Figure 1.

Map-Based Cloning and Identification of An-1.

(A) Panicle comparison among SL4, GLA4, and CSSL-Z3. Bar = 10 mm.

(B) Awn length comparison among CSSL-Z3, GLA4, and SL4. Bar = 10 mm.

(C) Two QTLs for awn length were identified on chromosome 4 in SL4, and An-1 was first mapped to the interval between the markers M6298 and RM6285, while An-2 localized between the markers M1108 and M1160.

(D) An-1 was further delimited to a 70-kb genomic region between the markers FM3 and FM6, which corresponded to two Nipponbare BACs and one W1943 BAC. FM1 to FM9 are primers used for fine mapping. The numbers underneath the bars indicate the number of recombinants between An-1 and the molecular markers. The black arrows indicate gene direction. Bar = 10 kb.

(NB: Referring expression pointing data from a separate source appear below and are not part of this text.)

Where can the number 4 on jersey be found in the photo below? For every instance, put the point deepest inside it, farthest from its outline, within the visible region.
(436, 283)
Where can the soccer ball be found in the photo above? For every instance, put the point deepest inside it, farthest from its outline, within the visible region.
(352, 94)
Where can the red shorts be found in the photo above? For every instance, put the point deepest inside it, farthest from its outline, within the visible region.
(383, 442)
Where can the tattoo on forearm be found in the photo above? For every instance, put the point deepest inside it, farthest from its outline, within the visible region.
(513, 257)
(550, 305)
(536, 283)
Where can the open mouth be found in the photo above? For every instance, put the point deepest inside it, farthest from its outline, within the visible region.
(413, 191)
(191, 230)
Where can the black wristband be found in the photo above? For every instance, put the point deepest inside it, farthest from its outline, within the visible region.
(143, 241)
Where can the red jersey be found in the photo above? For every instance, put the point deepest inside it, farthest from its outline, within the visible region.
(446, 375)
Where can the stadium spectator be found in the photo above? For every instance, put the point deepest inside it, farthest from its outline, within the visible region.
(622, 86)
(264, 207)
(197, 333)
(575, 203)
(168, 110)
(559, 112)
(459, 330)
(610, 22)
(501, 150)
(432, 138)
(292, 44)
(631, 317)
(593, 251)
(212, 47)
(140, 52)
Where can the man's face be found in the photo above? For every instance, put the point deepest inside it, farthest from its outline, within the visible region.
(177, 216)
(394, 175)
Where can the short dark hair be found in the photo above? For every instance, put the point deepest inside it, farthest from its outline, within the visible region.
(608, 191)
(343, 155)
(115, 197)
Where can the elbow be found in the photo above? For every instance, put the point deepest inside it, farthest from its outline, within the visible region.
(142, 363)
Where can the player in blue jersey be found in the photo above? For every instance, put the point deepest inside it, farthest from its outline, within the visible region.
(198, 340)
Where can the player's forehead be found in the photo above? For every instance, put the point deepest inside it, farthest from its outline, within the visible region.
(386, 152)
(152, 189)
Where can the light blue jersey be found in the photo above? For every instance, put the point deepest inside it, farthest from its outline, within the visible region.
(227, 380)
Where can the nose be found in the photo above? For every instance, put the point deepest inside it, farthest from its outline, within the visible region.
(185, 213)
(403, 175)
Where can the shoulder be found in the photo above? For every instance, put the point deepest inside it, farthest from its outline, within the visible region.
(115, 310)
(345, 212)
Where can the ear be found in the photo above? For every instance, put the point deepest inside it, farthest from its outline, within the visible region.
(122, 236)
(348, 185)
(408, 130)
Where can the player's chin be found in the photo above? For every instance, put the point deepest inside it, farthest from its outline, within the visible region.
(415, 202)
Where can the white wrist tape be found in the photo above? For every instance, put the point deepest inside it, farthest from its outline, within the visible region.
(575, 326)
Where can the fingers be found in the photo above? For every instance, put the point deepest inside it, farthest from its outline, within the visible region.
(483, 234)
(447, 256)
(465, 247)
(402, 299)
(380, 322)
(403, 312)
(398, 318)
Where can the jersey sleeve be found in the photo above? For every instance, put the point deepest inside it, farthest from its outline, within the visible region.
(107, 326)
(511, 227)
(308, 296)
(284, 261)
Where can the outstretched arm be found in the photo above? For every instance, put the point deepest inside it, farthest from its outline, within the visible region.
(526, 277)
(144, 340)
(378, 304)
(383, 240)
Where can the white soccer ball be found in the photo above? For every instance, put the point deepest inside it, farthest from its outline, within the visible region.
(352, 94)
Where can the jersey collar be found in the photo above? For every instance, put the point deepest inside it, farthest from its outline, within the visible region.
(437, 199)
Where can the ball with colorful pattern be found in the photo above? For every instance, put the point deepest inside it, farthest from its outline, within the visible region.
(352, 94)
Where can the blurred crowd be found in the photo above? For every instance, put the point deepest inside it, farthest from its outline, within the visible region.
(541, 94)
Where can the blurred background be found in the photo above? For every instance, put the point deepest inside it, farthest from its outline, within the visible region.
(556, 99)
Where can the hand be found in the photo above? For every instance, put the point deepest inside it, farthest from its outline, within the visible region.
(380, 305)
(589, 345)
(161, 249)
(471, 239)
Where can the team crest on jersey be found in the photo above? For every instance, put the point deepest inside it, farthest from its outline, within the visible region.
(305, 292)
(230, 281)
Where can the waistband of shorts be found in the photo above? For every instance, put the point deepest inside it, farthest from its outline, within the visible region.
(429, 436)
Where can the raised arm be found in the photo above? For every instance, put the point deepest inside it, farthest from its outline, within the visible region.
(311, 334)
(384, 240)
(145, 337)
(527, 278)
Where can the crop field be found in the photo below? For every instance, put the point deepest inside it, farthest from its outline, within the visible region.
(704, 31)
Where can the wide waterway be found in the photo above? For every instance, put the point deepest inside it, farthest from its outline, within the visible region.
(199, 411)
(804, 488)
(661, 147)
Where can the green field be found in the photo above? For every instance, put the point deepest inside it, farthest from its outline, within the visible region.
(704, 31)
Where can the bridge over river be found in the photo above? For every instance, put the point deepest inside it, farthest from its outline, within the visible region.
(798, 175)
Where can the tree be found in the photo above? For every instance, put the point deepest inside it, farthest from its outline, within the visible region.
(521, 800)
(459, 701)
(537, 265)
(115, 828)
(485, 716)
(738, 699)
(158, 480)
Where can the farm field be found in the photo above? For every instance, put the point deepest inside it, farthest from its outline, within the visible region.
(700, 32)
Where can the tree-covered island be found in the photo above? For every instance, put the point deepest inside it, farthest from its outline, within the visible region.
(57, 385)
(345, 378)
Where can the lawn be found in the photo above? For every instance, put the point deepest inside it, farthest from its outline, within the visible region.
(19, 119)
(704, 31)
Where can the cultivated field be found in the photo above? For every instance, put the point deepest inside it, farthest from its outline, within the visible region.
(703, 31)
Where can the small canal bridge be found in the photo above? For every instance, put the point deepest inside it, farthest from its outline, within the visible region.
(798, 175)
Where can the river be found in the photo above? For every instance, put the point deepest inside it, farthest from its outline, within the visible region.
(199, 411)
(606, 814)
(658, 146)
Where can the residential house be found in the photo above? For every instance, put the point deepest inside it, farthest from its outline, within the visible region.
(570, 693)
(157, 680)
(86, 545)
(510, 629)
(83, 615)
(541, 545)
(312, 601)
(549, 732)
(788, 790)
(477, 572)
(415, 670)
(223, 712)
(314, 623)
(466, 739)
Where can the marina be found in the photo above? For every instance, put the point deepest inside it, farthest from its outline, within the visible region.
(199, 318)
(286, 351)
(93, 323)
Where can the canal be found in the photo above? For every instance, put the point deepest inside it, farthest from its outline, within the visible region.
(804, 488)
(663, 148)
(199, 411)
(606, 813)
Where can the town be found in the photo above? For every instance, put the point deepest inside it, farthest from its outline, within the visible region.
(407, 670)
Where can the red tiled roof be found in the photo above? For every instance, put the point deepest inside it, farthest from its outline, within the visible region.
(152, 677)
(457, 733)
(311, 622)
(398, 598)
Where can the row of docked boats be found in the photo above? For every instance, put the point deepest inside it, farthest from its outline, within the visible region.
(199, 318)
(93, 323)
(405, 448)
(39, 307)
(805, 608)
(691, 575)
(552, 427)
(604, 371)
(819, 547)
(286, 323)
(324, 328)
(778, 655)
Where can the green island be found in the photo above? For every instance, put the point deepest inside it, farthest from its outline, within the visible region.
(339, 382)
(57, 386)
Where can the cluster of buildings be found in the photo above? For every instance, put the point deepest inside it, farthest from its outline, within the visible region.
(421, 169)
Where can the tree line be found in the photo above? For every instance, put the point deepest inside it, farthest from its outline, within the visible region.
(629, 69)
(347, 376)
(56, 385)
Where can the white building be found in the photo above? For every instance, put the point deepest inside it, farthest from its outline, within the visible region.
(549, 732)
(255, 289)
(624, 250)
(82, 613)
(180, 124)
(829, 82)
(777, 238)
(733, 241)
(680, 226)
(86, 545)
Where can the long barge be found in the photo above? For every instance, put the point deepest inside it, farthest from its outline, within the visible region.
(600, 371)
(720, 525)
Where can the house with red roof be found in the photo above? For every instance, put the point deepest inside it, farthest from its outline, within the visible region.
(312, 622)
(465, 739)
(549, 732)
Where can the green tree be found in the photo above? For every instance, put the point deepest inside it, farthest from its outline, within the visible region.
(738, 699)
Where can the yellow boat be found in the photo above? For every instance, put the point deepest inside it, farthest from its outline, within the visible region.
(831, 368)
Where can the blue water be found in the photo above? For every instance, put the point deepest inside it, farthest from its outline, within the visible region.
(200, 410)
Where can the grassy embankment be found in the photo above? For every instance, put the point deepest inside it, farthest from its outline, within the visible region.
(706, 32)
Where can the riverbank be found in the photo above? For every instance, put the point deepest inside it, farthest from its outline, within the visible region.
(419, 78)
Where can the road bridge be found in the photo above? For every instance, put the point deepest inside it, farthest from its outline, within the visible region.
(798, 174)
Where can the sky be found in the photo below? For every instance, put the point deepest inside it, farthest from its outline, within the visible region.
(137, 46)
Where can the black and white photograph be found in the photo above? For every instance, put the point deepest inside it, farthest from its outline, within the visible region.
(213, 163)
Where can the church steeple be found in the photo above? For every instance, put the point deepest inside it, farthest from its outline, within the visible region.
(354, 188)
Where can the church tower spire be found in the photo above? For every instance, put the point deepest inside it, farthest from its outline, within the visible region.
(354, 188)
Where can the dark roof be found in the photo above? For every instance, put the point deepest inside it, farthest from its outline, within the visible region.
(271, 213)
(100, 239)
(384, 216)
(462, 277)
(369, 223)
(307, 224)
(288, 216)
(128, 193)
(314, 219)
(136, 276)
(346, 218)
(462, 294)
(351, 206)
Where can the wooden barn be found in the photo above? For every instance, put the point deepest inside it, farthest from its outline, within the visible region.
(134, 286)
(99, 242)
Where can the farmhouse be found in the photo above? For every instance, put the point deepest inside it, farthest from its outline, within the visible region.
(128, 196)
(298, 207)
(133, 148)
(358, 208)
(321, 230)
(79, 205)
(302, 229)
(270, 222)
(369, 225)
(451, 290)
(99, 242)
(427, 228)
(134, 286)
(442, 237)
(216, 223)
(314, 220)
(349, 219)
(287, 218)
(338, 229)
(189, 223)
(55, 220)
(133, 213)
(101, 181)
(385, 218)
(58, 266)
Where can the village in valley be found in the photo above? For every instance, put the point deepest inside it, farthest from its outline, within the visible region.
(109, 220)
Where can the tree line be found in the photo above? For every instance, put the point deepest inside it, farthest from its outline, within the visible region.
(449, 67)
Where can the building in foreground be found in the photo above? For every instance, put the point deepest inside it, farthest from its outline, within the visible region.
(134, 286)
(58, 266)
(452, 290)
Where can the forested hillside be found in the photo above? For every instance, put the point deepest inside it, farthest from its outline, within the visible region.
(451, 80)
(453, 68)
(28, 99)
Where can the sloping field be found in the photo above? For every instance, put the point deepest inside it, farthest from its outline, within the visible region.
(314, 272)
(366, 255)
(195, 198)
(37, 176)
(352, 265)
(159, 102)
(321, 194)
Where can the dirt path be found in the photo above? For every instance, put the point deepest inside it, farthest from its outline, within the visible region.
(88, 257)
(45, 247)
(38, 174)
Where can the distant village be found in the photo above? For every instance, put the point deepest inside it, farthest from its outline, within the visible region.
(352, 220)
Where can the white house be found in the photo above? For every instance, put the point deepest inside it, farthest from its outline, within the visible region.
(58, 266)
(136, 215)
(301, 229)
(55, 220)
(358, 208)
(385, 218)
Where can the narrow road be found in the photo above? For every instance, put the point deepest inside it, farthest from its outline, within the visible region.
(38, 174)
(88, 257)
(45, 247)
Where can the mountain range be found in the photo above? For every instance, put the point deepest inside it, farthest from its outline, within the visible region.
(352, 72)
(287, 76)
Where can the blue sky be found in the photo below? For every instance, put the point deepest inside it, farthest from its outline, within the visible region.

(E) Comparison of BAC sequence and annotation between W1943 and Nipponbare. Black bars represent genomic sequences of W1943 and Nipponbare. Red bars represent transposon-like and repeat sequences. Green/blue bars represent predicated ORFs. Green bars represent ORFs with a forward direction. Blue bars represent ORFs with a reverse direction. Gray represents regions sharing sequence collinearity between W1943 BAC and Nipponbare BAC. Genes annotated on the BACs are listed in Supplemental Table 2 online.

(F) Gene structure of An-1 and constructs used in An-1 function investigation. pCPL represents the 10-kb W1943 genomic fragment used for the complementation test; pOX contains W1943 An-1 ORF used for ectopic expression and overexpression; pRNAi denotes the RNA interference construct. UBI is a maize Ubiquitin promoter.